Lagrange multiplier problem - Why doesn't the method work?

Question

Maximize the distance to the origin of a function with four variables given the constraints:

\begin{align} xyza &= 1 \\ x + y + z + a &= 4 \end{align}

Here's my solution: We maximize $f(x,y,z,a) = x^2+y^2+z^2+a^2$ subject to the given constraint equations. The Lagrange multiplier method yields six equations with six variables.

\begin{align} 2x &= \lambda_1yza+\lambda_2\\ 2y &= \lambda_1xza+\lambda_2\\ 2z &= \lambda_1xya+\lambda_2\\ 2a &= \lambda_1xyz+\lambda_2\\ xyza &= 1\\ x + y + z + a &= 4 \end{align}

Mathematica is unable to solve this system. Is there something wrong in the question (I made it up) itself? Thanks!

Answer 1

The question is ill posed.

One of the first things you should do before applying Lagrange is to verify that there is indeed a solution.
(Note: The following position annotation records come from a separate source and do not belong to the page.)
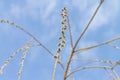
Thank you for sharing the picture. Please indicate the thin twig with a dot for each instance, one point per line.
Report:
(72, 52)
(87, 67)
(97, 45)
(116, 74)
(70, 32)
(84, 30)
(28, 33)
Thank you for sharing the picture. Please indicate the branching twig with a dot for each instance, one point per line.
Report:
(87, 67)
(28, 33)
(70, 32)
(72, 52)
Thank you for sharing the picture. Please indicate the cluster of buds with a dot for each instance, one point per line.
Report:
(64, 27)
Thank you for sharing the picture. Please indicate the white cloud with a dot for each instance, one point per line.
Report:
(16, 11)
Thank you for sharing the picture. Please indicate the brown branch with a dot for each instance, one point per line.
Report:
(87, 67)
(72, 52)
(28, 33)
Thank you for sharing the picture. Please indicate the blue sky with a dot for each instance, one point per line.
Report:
(42, 19)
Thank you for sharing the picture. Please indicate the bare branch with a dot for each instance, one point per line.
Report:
(72, 52)
(87, 67)
(28, 33)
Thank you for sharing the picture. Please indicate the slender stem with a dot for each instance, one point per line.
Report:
(70, 32)
(87, 67)
(72, 52)
(97, 45)
(55, 67)
(28, 33)
(115, 73)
There is no solution in this case.

Fix $z=-1$, then look for solutions of $x+y-1-{1 \over xy} = 4$. Multiplying across by $x$ gives $x^2+x (y-5) -{1 \over y} = 0$, which has a solution $x= {1 \over 2} (5-y -\sqrt{(y-5)^2+{4 \over y}})$.

Letting $y \to \infty$ there are solutions, hence the distance to the origin is unbounded.

Answer 2

If you forget the first constraint, and instead minimize the distance to the origin from the hyperplane $x + y + z + a = 4$, your equations will look like: \begin{align*} 2x & = \lambda_1 \\ 2y & = \lambda_1 \\ 2z & = \lambda_1 \\ 2a & = \lambda_1 \\ 4 & = x + y + z + a \end{align*} This gives the unique solution $x = y = z = a = 1$. (You might have guessed this, since $\langle 1, 1, 1, 1 \rangle$ is the normal vector and also represents a point on the plane.)

In any case, adding a second constraint cannot possibly decrease the minimum distance to the origin, and since $(1,1,1,1)$ also lies on the hypersurface represented by your first constraint, it must be the unique solution.

EDIT: Sorry, just realized you wanted to maximize. Still, you can solve the system you wrote. We know from equation 5 that $x,y,z,a$ are nonzero, so we can multiply the first equation by $x$, the second by $y$, etc. Using the 5th equation to simplify gives: \begin{align*} 2x^2 & = \lambda_2x \\ 2y^2 & = \lambda_2y \\ 2z^2 & = \lambda_2z \\ 2a^2 & = \lambda_2a \\ \end{align*} We can divide each by its respective variable (again since they are all nonzero) to get $x=y=z=a=\frac{\lambda_2}{2}$, and again we get the unique solution $(1,1,1,1)$. This may be the only point at which your constraints intersect.